Are Credit Costs for Banks Increasing in Q1FY26, While GNPA Shows Slight Improvement?

Synopsis
Key Takeaways
- Loan growth for SCBs in Q1FY26 was 9.5% YoY.
- Deposit growth was 10.1%.
- The GNPA ratio improved to 2.3%.
- NNPAs decreased by 8.7% YoY.
- Credit costs for SCBs rose to 0.61%.
New Delhi, Aug 20 (NationPress) The volume of loans issued by Scheduled Commercial Banks (SCBs) in India witnessed a 9.5% year-on-year growth in Q1FY26, trailing slightly behind the 10.1% growth in deposits. Future growth is anticipated to remain moderate, as stated in a report released on Wednesday.
The credit costs for SCBs have risen by 19 basis points year-on-year, although there was a slight enhancement in asset quality for the quarter. The Gross Non-Performing Asset (GNPA) ratio dropped from 2.7% to 2.3% compared to the previous year, according to CareEdge Ratings.
GNPA levels improved by 9.5% YoY to Rs 4.18 lakh crore as of Q1FY26, facilitated by consistent recoveries, upgradations, and write-offs, particularly in Public Sector Banks (PSBs).
The Net Non-Performing Asset (NNPA) ratio remained stable despite a 0.5% sequential increase in GNPAs each quarter, largely due to rising slippages in the microfinance and unsecured lending sectors at specific banks.
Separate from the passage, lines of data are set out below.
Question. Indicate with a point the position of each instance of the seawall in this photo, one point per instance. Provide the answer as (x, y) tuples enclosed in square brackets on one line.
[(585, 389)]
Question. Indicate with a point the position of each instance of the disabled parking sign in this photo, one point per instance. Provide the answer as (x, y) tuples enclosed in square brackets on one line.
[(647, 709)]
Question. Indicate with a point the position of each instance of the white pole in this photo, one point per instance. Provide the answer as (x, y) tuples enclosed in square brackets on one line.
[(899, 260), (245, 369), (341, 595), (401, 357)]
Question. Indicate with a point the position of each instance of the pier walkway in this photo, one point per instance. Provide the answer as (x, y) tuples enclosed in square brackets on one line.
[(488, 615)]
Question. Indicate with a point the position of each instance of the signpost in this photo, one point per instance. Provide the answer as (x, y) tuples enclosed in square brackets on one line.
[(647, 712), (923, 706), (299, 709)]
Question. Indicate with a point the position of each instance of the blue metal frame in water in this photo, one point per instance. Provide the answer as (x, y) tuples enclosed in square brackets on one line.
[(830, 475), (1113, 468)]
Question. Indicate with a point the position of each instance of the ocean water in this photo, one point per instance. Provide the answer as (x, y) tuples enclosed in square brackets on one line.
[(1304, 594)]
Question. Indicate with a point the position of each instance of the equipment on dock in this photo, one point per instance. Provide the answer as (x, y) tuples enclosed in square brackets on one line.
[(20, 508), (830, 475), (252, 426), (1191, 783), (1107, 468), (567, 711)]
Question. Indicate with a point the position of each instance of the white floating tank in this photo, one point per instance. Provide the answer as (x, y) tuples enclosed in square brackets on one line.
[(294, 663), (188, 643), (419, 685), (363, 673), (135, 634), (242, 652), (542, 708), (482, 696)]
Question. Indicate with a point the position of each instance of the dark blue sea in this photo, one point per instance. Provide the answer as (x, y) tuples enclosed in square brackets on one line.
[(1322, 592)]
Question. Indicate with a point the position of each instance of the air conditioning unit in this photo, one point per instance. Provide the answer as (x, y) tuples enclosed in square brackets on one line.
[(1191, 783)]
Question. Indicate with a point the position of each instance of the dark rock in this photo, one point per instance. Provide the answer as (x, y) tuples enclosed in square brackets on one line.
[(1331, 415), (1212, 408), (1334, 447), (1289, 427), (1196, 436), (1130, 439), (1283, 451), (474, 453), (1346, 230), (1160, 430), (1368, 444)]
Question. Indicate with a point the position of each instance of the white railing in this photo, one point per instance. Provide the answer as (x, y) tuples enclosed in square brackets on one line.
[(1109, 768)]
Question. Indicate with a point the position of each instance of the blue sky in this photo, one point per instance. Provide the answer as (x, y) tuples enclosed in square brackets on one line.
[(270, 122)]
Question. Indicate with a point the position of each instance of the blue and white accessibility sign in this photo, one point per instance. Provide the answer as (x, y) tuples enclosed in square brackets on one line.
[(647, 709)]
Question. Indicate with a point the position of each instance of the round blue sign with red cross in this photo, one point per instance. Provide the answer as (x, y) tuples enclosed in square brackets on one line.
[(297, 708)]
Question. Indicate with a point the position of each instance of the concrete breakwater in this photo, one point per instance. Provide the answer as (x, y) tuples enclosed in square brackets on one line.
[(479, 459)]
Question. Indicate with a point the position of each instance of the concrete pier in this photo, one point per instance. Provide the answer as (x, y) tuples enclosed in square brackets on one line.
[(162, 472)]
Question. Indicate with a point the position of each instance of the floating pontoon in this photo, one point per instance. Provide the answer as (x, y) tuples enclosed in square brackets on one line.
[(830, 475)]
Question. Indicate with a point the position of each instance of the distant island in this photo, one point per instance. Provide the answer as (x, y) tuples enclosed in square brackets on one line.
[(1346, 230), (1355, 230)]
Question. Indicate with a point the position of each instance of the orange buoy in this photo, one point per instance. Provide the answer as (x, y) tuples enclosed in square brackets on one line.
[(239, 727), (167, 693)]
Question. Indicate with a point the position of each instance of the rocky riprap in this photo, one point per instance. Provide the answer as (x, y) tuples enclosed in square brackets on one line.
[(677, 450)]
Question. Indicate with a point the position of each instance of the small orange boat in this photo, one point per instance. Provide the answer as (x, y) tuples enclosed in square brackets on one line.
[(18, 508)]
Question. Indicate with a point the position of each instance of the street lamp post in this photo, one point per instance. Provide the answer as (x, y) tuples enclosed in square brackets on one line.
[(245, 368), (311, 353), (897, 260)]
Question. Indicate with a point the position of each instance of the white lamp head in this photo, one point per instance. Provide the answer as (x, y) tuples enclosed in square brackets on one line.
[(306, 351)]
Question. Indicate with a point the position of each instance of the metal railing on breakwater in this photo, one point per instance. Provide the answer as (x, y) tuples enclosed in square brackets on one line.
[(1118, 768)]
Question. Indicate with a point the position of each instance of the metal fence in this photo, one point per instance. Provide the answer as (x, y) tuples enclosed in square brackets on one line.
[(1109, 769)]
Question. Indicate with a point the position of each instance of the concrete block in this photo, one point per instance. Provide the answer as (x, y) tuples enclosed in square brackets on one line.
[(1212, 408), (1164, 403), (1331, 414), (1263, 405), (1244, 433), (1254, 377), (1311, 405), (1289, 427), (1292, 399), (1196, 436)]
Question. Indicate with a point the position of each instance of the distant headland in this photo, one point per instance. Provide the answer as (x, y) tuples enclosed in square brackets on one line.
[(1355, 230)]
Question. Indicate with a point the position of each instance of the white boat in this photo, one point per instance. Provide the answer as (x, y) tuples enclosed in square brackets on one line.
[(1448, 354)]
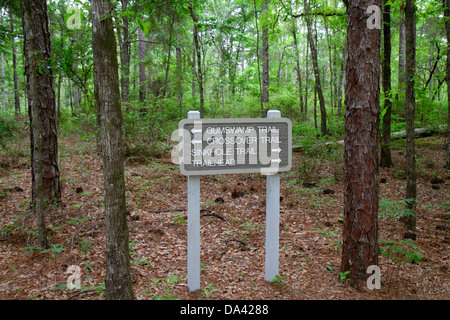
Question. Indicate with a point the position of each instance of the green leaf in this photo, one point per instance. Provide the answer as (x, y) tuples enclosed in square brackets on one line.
[(142, 25)]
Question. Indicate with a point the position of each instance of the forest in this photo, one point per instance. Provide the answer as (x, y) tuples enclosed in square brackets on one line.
[(93, 207)]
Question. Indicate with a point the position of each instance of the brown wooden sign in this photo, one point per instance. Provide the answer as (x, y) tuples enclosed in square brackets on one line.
[(221, 146)]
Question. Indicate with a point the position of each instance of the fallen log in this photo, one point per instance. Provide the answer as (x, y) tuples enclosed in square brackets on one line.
[(419, 132)]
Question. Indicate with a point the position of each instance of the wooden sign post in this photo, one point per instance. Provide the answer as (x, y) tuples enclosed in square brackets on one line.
[(231, 146)]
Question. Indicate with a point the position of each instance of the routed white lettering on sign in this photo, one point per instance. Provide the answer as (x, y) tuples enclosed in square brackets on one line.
[(218, 146)]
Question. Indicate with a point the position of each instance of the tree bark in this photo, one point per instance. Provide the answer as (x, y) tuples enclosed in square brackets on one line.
[(447, 26), (312, 45), (297, 60), (410, 107), (386, 157), (362, 109), (16, 78), (118, 283), (179, 73), (401, 52), (199, 61), (141, 66), (125, 57), (41, 104), (265, 60), (41, 97)]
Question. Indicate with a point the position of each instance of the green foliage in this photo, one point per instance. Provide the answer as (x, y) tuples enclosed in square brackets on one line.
[(392, 209), (278, 280), (400, 251), (344, 276), (8, 125)]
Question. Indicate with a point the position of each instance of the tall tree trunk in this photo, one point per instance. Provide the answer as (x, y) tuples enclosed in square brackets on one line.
[(447, 26), (118, 283), (16, 78), (41, 97), (2, 55), (141, 65), (61, 46), (199, 61), (306, 77), (312, 45), (341, 79), (179, 74), (168, 59), (265, 60), (332, 75), (410, 107), (401, 52), (194, 54), (362, 110), (299, 74), (258, 59), (125, 57), (386, 158)]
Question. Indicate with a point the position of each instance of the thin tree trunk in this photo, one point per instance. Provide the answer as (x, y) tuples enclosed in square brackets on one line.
[(386, 158), (306, 77), (447, 26), (265, 61), (258, 59), (179, 75), (41, 102), (141, 66), (332, 75), (312, 45), (16, 78), (341, 79), (3, 72), (194, 73), (401, 52), (168, 59), (125, 57), (410, 107), (199, 61), (362, 110), (41, 97), (118, 285), (299, 74)]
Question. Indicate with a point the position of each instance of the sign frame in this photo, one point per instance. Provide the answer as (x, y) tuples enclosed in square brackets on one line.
[(233, 122), (272, 206)]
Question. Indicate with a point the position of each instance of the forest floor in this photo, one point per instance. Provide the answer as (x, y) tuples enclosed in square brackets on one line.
[(232, 231)]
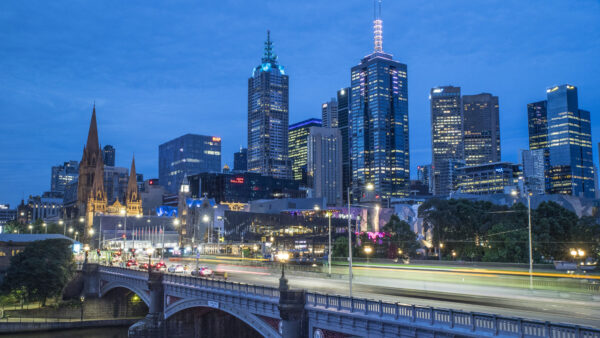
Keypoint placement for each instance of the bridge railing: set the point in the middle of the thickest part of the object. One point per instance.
(478, 323)
(209, 283)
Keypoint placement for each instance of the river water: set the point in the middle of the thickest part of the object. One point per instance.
(103, 332)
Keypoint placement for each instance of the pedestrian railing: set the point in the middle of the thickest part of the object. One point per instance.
(479, 324)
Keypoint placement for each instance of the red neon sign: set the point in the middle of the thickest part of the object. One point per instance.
(237, 180)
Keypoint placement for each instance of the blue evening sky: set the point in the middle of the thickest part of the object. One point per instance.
(160, 69)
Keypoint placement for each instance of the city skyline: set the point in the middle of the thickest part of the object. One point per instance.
(152, 100)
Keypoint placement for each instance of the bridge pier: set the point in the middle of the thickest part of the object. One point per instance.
(153, 325)
(291, 310)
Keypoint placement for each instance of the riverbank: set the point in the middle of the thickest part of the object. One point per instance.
(32, 325)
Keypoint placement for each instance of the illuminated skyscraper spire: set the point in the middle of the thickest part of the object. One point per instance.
(377, 27)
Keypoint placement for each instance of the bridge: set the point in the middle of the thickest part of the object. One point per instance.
(176, 304)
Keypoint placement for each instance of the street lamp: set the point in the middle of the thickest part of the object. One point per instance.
(368, 250)
(123, 212)
(149, 251)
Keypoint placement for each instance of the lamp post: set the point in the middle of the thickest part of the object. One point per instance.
(149, 251)
(368, 250)
(124, 213)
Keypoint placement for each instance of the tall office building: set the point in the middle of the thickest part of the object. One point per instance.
(343, 112)
(481, 127)
(569, 144)
(379, 122)
(446, 137)
(534, 170)
(186, 155)
(329, 114)
(298, 145)
(324, 164)
(63, 175)
(240, 160)
(108, 155)
(268, 117)
(537, 118)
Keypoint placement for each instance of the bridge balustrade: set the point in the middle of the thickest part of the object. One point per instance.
(477, 323)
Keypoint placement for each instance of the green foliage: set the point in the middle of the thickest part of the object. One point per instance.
(340, 247)
(484, 231)
(41, 270)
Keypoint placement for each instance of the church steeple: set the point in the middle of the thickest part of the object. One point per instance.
(133, 200)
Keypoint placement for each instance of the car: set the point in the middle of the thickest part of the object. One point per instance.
(202, 271)
(176, 268)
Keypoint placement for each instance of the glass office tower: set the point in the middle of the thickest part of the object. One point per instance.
(569, 144)
(268, 117)
(446, 137)
(298, 148)
(186, 155)
(379, 123)
(481, 126)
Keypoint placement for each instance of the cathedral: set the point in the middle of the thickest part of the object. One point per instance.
(91, 194)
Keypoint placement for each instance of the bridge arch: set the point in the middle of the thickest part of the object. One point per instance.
(250, 319)
(143, 294)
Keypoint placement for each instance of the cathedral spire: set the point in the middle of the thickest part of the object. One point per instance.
(92, 144)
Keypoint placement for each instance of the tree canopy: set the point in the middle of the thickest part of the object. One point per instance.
(485, 231)
(41, 270)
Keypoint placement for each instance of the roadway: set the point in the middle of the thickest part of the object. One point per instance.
(553, 298)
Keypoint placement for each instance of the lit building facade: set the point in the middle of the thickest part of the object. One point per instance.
(268, 117)
(186, 155)
(343, 114)
(534, 170)
(490, 178)
(481, 125)
(446, 137)
(569, 144)
(240, 160)
(324, 164)
(62, 175)
(108, 155)
(329, 114)
(298, 147)
(379, 123)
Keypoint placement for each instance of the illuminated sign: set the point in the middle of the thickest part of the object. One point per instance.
(237, 180)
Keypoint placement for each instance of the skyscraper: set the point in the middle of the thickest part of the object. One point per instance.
(329, 114)
(537, 117)
(481, 126)
(298, 145)
(240, 160)
(569, 144)
(63, 175)
(324, 163)
(534, 170)
(186, 155)
(108, 155)
(446, 137)
(343, 111)
(379, 122)
(268, 117)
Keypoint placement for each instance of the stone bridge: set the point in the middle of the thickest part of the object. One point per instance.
(281, 312)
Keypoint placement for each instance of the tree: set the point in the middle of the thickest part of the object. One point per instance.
(402, 237)
(340, 247)
(41, 270)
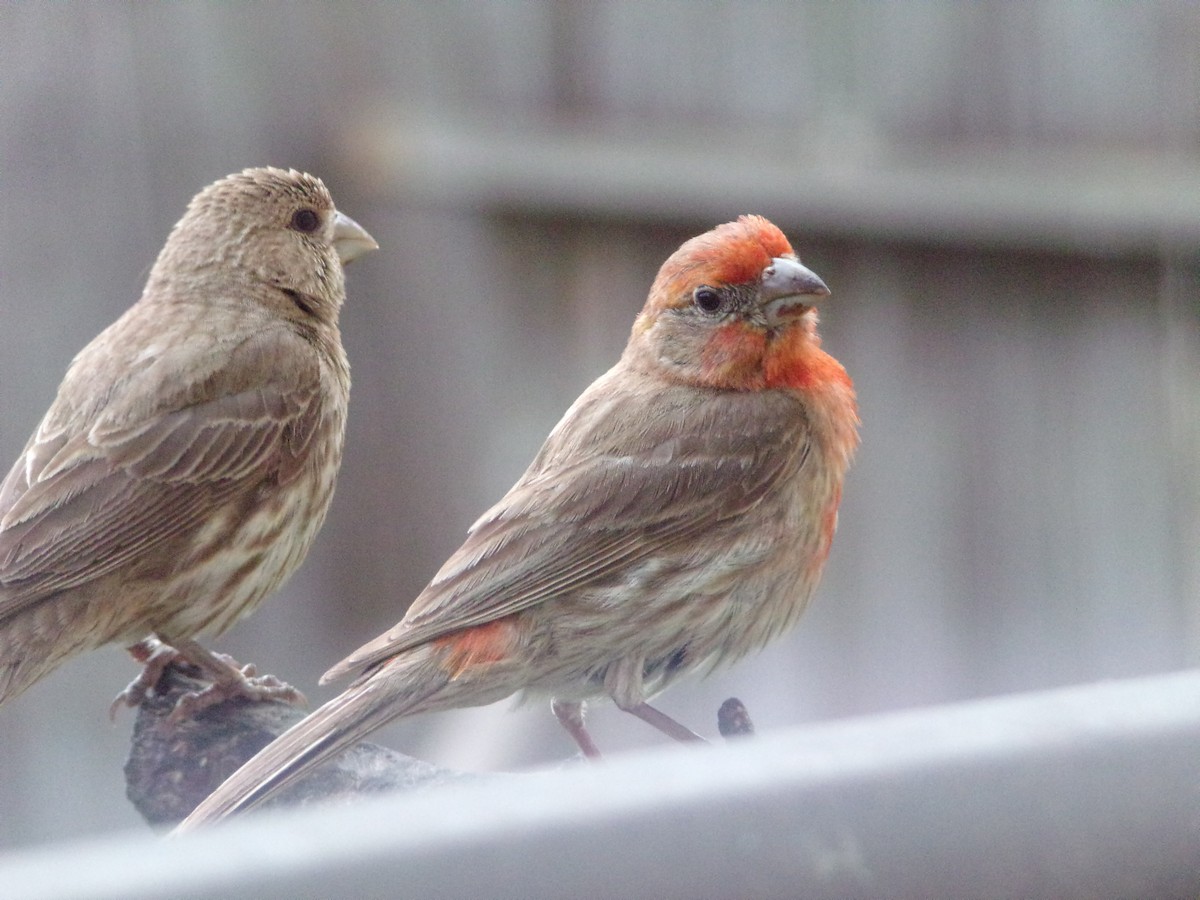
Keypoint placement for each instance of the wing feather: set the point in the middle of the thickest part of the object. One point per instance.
(87, 502)
(601, 497)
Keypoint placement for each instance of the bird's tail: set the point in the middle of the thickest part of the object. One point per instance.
(36, 640)
(395, 689)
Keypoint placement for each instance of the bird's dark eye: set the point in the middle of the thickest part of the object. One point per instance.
(707, 299)
(305, 221)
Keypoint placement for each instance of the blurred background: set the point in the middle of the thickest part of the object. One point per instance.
(1005, 199)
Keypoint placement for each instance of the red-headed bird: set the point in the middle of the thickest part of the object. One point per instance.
(676, 519)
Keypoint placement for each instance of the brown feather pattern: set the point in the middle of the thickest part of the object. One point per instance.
(190, 456)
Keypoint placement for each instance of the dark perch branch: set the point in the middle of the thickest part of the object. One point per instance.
(175, 765)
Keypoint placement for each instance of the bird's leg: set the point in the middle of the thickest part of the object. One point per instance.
(229, 679)
(155, 657)
(570, 717)
(664, 723)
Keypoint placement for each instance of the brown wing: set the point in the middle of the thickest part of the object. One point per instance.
(84, 502)
(603, 496)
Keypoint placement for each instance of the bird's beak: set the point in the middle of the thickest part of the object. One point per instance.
(789, 289)
(351, 240)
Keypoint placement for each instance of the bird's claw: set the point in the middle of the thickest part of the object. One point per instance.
(231, 679)
(243, 684)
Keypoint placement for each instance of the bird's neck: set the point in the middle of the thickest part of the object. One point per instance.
(795, 361)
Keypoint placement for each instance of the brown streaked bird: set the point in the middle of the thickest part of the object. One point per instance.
(677, 519)
(189, 459)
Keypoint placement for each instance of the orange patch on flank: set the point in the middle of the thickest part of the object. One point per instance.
(477, 647)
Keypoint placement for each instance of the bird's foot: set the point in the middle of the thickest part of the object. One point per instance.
(229, 681)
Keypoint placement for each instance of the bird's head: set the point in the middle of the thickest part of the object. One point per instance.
(730, 309)
(277, 228)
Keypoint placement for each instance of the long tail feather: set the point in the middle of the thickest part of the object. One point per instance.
(335, 726)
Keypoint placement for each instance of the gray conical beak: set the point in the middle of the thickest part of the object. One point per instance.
(351, 240)
(789, 289)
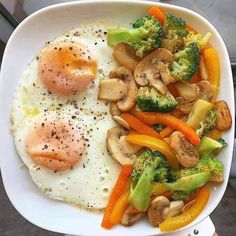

The report noted, "The NNPA ratio of SCBs was 0.5% in Q1FY26 for the second successive quarter, down from 0.6% a year ago. NNPAs decreased by 8.7% YoY to Rs 0.92 lakh crore as of Q1FY26."
The annualized credit cost for SCBs increased by 19 basis points to 0.61% in Q1FY26. In contrast, PSBs experienced a decline of 6 basis points to 0.35%, while Private Sector Banks (PVBs) saw an increase to 1.02%.
NNPAs for PSBs slightly decreased by 6 basis points sequentially, whereas PVBs faced a rise of 51 basis points.
The rise in credit costs among PVBs was primarily attributed to heightened provisions at a major private bank due to technical accounting adjustments, along with increased slippages reported by several other PVBs this quarter.